Her approach to climate communication – patient, evidence-based, willing to meet sceptics where they are rather than dismissing them – has influenced how other science communicators think about public engagement. Meanwhile, she’s been on GMB since day one in April 2014. Over a decade of consistent, credible presence on one of the UK’s highest-viewership morning programmes. That kind of tenure is rare, and it’s earned.
Frequently Asked Questions
How old is Laura Tobin?
Laura Tobin was born on 10 October 1981. She is 44 years old as of 2026.
Who is Laura Tobin’s husband?
Laura Tobin is married to Dean Brown. They met at the University of Reading, got engaged in Berlin in December 2009, and married on 13 August 2010. Dean maintains a private life.
Does Laura Tobin have children?
Yes. She has one daughter named Charlotte, born prematurely in July 2017, approximately three months before her due date. Tobin has spoken publicly about the experience to raise awareness around neonatal care.

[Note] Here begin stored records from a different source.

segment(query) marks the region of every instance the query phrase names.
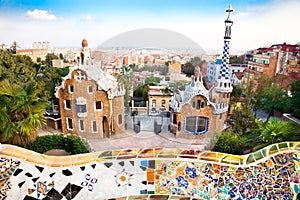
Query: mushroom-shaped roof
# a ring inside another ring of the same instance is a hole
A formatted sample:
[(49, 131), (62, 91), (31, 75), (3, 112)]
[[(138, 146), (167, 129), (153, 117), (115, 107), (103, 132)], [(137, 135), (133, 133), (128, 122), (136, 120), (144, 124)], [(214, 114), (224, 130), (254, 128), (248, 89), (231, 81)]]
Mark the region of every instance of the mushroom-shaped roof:
[(82, 47), (87, 47), (88, 46), (88, 42), (86, 41), (86, 39), (82, 40), (81, 45), (82, 45)]

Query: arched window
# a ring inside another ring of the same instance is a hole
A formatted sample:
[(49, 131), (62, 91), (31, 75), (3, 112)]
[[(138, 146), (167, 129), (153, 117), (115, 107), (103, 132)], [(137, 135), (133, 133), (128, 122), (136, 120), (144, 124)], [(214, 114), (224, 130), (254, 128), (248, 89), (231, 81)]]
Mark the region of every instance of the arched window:
[(192, 135), (202, 135), (208, 131), (209, 120), (206, 117), (185, 117), (184, 132)]

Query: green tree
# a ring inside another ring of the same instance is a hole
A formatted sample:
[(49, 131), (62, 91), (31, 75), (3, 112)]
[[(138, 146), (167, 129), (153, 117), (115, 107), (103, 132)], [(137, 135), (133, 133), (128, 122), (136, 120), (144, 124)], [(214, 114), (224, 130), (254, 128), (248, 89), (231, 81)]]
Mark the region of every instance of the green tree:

What is Laura Tobin’s net worth?
Estimates suggest her net worth sits between £1.5 million and £2.5 million as of 2026. Her primary income is her ITV salary, estimated at £150,000 to £300,000 annually, with additional earnings from public speaking, her book, and brand collaborations.
What qualifications does Laura Tobin have?
She holds a BSc in Physics and Meteorology from the University of Reading (2003), completed a World Meteorological Organization climate course, spent four years as an operational forecaster at the Met Office and RAF Brize Norton, and was awarded the Fellowship of the Royal Meteorological Society in 2021.
Has Laura Tobin written a book?
Yes. She published Everyday Ways to Save Our Planet in 2022 – a practical guide to sustainable living with over 200 eco-friendly swaps for everyday family life. The book is dedicated to her daughter Charlotte.
What awards has Laura Tobin won?
She received TRIC Award nominations for Weather Presenter in 2015 and 2017. In 2021, she was awarded the Fellowship of the Royal Meteorological Society – one of the most significant professional honours available to a UK meteorologist. She also holds a Guinness World Record for filling and folding 11 pancakes in 60 seconds, set during a live GMB segment in February 2017.